В-третьих, и это самое главное: нюрнбергские процессы укрепили население в мысли, что простые немцы не виновны в преступлениях нацизма. Всех самых страшных злодеев якобы уже наказали в суде. При этом главными жертвами войны граждане считали не евреев или жителей захваченных территорий, а самих себя. Союзники разбомбили их города, страна лежала в руинах, оккупанты изнасиловали сотни тысяч немецких женщин, с фронта возвращались калеки, уровень жизни катастрофически упал — короче, было на что жаловаться. Людей больше заботила их собственная разрушенная жизнь, чем идеологические вопросы и историческая справедливость.

Главные обвиняемые на Нюрнбергском процессе в 1946 году. Фото: Yevgeny Khaldei / DPA / Reuters

Николай Эппле в «Неудобном прошлом» ссылается на опрос общественного мнения, который в 1949 году провел Алленсбахский институт.

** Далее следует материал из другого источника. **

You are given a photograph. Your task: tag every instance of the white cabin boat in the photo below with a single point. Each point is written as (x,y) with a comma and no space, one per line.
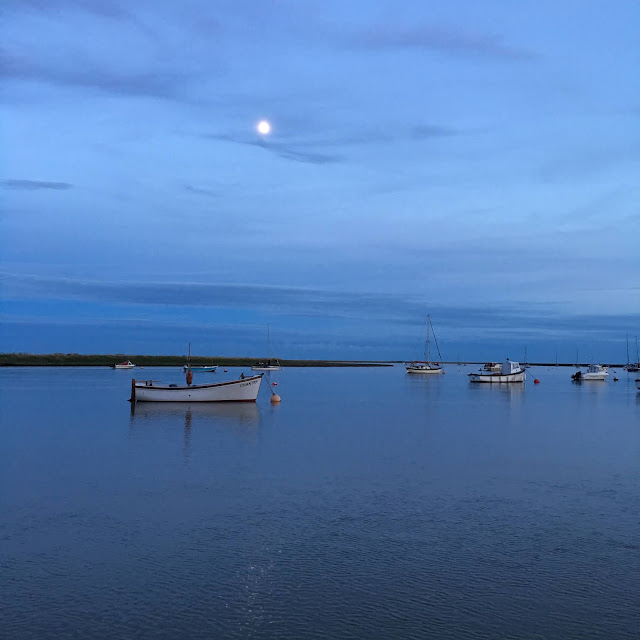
(242,390)
(127,364)
(595,372)
(423,367)
(509,372)
(268,365)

По нему большинство жителей Западной Германии относились к нацистскому режиму нейтрально, то есть «не поддерживали его, но и не осуждали». Еще респонденты отвечали, что слышали о преследованиях евреев, но не стали бы называть их «убийствами». И вообще большинство опрошенных совершенно точно не считали, что ответственность за эти преследования несет вся нация. Плюс к тому еще через пару лет большинство граждан в опросах недовольно отметили, что ФРГ выплатила Израилю слишком щедрые компенсации.

Короче, что я хочу сказать. Нюрнбергский процесс никакого отношения к коллективной ответственности не имел. Это был суд не над нацией, а над конкретными преступниками, и его задачей было доказать их персональную, индивидуальную вину.

Денацификация как техника обеления виновных

Сразу после войны Великобритания, Франция, Советский Союз и США разделили Германию на четыре оккупационных зоны. В той, которую контролировали американцы, все граждане старше 18 лет в обмен на талоны на продовольствие должны были заполнить специальную анкету. Главный вопрос: сотрудничали ли они с НСДАП. Те, кто имел связи с нацистами, должны были пройти через такой мини-суд. По итогам людей распределяли на пять категорий: от крупных военных преступников, которым грозило уголовное наказание, до так называемых попутчиков, которых от ответственности освобождали. Процедура быстро превратилась в профанацию: за взятку можно было получить справку попутчика. В итоге термин «денацификация» стал ассоциироваться не с правосудием, а с техникой обеления виновных. В общем, то же самое: общественное сознание от таких мер никак не менялось.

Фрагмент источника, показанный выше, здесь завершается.